2. Using an Old Curling Iron
If you're using a curling iron that you bought from the drugstore (no shade) in the seventh grade, and it doesn't seem to be cutting it, you're not just imagining things. Wands and irons that are past their prime won't be as effective, according to Patterson. "The iron might feel hot, but it may not be heating the hair correctly anymore, which will likely cause you to go over each section too many times and burn the hair," she explains. If you're in the market for a new one, here are 18 curling irons we swear by at every price point.

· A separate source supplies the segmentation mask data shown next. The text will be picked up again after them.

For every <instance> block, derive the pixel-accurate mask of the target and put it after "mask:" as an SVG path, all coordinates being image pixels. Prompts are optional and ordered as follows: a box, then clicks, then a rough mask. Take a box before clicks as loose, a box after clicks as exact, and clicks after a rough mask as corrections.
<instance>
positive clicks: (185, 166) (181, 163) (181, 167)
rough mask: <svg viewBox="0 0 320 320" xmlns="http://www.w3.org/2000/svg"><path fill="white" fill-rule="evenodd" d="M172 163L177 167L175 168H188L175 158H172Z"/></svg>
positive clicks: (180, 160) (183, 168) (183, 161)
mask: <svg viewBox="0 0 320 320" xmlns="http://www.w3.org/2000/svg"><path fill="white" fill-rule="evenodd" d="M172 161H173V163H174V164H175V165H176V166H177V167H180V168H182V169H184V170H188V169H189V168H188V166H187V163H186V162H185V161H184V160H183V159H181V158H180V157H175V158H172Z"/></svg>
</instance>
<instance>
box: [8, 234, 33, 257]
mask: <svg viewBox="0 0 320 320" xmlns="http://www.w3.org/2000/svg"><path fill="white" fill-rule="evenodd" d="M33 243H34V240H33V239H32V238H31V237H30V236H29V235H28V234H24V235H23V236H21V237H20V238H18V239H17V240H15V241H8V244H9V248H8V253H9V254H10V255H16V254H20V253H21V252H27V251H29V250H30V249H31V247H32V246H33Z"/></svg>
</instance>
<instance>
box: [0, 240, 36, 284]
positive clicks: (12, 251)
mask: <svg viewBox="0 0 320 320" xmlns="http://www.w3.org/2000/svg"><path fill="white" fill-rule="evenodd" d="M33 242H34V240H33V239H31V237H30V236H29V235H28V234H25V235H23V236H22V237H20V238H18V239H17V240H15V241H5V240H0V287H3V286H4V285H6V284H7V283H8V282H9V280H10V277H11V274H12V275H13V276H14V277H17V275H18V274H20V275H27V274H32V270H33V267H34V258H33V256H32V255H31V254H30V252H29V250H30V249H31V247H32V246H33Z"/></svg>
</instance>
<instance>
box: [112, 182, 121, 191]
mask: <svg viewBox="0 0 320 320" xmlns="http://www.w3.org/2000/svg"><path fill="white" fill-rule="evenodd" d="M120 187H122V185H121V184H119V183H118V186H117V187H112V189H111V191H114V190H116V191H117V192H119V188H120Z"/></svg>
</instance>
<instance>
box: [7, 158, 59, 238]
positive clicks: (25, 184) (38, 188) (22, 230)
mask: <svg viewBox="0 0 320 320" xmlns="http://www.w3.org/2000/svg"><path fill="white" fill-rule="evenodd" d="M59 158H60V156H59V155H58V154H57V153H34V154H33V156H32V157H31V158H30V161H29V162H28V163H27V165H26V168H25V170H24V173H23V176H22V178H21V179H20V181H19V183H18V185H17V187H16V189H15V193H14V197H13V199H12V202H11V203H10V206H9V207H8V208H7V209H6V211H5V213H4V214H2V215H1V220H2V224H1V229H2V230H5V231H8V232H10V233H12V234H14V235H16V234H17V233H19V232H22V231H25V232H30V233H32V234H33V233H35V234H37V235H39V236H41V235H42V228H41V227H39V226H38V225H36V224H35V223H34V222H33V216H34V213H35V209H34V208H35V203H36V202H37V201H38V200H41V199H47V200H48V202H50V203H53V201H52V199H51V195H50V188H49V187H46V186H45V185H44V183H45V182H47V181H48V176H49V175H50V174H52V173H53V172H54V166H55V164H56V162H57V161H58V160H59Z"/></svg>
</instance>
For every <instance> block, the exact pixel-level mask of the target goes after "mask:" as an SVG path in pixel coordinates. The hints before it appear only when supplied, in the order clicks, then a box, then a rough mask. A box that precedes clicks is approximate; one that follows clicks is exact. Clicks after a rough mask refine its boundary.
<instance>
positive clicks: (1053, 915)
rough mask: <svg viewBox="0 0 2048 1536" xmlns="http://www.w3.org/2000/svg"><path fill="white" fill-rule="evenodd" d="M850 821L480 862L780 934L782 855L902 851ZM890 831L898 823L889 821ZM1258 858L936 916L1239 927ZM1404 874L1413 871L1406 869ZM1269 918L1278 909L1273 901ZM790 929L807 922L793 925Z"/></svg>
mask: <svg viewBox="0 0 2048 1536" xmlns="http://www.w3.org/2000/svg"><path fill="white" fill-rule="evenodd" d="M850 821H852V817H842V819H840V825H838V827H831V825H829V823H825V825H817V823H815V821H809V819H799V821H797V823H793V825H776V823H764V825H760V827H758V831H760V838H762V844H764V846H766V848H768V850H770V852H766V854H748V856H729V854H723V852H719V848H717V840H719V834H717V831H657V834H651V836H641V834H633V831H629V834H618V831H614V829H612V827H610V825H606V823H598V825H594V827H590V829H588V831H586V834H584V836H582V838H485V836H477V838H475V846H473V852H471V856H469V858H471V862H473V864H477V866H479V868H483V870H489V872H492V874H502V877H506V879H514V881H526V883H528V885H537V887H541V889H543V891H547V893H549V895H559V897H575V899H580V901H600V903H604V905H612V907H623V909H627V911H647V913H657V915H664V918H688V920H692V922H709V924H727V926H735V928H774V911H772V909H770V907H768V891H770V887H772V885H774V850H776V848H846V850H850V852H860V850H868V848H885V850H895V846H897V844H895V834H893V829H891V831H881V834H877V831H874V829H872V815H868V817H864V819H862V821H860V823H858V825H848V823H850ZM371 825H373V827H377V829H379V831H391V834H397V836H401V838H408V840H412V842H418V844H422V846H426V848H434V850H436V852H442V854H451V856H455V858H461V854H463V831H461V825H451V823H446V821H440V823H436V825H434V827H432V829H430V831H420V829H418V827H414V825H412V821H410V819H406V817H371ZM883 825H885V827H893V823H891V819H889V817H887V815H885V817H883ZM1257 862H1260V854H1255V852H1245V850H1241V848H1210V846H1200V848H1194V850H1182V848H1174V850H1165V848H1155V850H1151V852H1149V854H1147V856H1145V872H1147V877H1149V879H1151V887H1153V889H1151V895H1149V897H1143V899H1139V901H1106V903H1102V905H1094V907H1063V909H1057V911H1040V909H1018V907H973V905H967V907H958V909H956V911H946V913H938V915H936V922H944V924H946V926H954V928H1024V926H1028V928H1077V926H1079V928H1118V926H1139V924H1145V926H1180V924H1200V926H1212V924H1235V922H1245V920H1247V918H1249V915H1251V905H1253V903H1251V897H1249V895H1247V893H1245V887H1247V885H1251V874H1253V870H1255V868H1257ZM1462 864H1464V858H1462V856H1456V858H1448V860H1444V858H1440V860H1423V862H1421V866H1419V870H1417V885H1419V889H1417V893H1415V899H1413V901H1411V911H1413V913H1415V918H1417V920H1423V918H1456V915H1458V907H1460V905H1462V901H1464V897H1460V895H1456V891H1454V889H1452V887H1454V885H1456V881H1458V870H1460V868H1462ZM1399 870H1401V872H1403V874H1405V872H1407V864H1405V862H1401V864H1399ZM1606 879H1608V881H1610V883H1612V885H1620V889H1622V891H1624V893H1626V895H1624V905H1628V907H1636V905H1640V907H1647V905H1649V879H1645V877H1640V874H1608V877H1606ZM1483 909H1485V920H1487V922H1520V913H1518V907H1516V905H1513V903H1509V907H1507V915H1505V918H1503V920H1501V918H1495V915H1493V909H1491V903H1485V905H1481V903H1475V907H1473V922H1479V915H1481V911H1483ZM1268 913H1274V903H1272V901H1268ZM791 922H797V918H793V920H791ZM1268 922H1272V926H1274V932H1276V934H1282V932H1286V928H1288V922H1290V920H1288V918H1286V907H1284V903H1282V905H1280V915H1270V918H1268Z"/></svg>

3. Holding the Curl on the Iron for Too Long
If your goal is to get super-tight ringlets, then, by all means, hold the curl until it becomes a tiny cue. But if you're looking to create timeless beach waves or loose curls, hairstylist David Babaii says you should avoid holding the curl on the iron for too long. "You want to run the curling iron through your hair section by section for only three to five seconds and then release," he explains. "If you don't release fast enough and hold the iron for any longer than that, your curls will be much tighter." So, listen to the expert and resist the urge to hold for longer than needed. Bonus: This will reduce the damage you're doing to your hair, too.

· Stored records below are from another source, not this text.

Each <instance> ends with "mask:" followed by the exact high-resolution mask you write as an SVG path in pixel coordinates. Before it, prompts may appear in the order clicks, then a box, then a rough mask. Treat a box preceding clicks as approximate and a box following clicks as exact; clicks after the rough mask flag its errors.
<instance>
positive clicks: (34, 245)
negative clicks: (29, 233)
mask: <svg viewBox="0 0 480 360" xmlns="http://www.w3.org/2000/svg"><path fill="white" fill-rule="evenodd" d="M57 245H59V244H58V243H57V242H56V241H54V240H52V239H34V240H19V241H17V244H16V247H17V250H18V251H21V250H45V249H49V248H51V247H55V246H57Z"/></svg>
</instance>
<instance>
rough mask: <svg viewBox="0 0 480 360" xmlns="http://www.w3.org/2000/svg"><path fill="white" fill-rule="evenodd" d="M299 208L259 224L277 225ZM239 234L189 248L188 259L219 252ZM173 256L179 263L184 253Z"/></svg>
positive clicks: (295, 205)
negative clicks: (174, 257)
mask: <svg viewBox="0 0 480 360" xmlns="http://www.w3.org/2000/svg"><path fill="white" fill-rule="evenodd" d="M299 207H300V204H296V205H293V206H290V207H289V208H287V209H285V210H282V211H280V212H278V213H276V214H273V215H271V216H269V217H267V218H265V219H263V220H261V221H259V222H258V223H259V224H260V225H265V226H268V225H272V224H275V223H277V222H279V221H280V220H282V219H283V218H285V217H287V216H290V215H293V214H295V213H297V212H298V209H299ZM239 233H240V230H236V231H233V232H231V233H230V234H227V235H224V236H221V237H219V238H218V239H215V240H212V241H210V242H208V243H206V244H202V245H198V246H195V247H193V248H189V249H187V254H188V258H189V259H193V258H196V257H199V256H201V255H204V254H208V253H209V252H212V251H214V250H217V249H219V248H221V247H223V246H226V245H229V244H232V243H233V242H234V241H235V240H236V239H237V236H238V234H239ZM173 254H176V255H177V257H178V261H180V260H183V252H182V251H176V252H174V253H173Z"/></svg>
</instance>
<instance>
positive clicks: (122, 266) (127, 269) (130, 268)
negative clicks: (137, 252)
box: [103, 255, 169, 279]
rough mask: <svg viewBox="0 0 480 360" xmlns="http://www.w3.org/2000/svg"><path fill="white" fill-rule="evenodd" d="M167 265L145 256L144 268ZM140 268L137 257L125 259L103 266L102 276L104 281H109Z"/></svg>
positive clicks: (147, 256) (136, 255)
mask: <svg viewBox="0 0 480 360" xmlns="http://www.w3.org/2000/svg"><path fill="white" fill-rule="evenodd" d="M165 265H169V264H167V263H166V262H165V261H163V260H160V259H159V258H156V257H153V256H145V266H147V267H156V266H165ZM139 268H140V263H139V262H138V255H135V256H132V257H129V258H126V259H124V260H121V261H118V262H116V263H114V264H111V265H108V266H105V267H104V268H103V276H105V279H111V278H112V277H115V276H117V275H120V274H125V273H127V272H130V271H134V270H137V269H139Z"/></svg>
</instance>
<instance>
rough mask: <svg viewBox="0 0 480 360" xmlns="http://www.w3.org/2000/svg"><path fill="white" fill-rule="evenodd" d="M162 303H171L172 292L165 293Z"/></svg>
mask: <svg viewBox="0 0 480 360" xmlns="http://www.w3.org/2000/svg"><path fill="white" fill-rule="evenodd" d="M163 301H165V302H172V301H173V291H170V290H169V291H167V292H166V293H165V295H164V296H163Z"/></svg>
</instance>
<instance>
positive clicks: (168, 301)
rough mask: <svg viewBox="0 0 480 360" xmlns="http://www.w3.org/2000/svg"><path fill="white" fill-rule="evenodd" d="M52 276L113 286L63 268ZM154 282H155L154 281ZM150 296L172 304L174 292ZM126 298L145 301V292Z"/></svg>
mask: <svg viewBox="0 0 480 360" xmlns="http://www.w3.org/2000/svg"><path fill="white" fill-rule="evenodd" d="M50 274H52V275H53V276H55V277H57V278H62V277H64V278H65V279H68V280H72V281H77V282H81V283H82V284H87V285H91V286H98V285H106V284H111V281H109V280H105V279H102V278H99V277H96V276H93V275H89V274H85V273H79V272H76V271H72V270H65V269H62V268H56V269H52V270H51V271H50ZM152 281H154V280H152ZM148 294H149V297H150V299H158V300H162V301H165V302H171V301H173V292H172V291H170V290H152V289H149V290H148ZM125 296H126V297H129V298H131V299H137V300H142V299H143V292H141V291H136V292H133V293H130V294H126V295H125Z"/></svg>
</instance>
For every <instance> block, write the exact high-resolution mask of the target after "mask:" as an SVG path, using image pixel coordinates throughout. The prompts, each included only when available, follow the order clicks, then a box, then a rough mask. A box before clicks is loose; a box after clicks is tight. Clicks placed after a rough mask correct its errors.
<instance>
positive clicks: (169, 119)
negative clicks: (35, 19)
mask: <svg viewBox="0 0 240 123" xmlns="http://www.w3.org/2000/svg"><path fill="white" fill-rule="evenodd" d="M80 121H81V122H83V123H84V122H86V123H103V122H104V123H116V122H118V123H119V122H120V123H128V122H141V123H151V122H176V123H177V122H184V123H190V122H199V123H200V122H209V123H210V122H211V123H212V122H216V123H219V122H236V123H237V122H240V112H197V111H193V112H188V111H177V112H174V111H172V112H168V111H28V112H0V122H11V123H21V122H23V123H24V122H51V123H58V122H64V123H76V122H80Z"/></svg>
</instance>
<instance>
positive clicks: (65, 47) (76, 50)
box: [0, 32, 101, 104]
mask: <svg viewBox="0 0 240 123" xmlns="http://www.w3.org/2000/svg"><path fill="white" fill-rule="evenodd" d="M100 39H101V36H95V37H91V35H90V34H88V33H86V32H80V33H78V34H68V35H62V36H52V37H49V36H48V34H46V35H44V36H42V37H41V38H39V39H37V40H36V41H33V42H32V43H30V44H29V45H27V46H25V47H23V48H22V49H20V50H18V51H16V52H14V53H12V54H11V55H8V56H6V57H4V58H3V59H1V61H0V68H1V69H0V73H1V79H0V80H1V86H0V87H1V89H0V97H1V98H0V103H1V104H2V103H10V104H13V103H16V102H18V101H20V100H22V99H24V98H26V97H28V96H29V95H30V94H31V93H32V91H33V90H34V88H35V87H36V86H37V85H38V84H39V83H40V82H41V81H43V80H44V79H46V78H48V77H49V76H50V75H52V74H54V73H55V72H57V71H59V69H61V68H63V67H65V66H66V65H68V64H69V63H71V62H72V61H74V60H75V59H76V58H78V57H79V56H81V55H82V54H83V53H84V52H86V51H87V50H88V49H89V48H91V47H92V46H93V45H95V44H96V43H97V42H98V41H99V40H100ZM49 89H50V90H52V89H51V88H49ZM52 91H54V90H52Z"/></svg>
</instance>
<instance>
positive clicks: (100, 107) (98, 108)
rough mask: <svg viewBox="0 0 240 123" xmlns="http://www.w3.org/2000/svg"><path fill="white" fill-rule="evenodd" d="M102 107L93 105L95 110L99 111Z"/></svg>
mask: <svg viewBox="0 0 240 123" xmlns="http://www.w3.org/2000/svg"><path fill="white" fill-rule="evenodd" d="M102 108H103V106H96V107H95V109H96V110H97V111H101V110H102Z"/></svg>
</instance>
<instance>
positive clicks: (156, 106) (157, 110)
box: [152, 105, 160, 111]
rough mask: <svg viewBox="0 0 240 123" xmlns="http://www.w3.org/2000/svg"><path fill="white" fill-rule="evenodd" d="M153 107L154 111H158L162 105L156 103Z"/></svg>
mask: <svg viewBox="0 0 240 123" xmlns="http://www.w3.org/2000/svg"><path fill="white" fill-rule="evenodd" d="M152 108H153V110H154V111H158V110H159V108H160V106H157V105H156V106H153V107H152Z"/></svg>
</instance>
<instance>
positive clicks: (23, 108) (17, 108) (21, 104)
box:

4. Curling From the Ends Up
Figuring out which way you're supposed to curl your hair can feel like a calculus equation, but here's one reliable tip: Always curl from the roots, down. "The ends of your hair are more delicate and don't need nearly as much heat to curl," says Patterson, who explains that you should always start from the top, working your way downward, for best results. Leaving your ends last will cut down on damage, and give the overall style a more natural-looking vibe.
5. Playing With Your Curls Mid-Process
We get it. It can be extremely tempting to touch and fiddle with your hair while you're between sections, but the curls won't hold up as well if you do this — especially if your hair doesn't like to hold a curl. "If your hair is super straight or doesn’t curl easily, do not even think about brushing or touching those curls until the very end when they have cooled down and the whole head is done," says Patterson. Once they've cooled down and set themselves is when you can use your fingers or a comb to tweak them to how you want them to be.
6. Using the Wrong Sized Iron
Want big waves or voluminous curls? It doesn't necessarily mean you need a bigger iron to achieve it. "Women love this look but they often try to do it by using a bigger iron or wand, when in fact, they really should be using a longer 1-inch iron," says Babaii, who favors this one by n:p beautiful. "Using a smaller, longer iron allows you to get a more defined wave," he adds. Patterson agrees, too: "As a general rule, use a smaller size curling iron than the curl you want because the curl will end up being two to three times the size of the iron."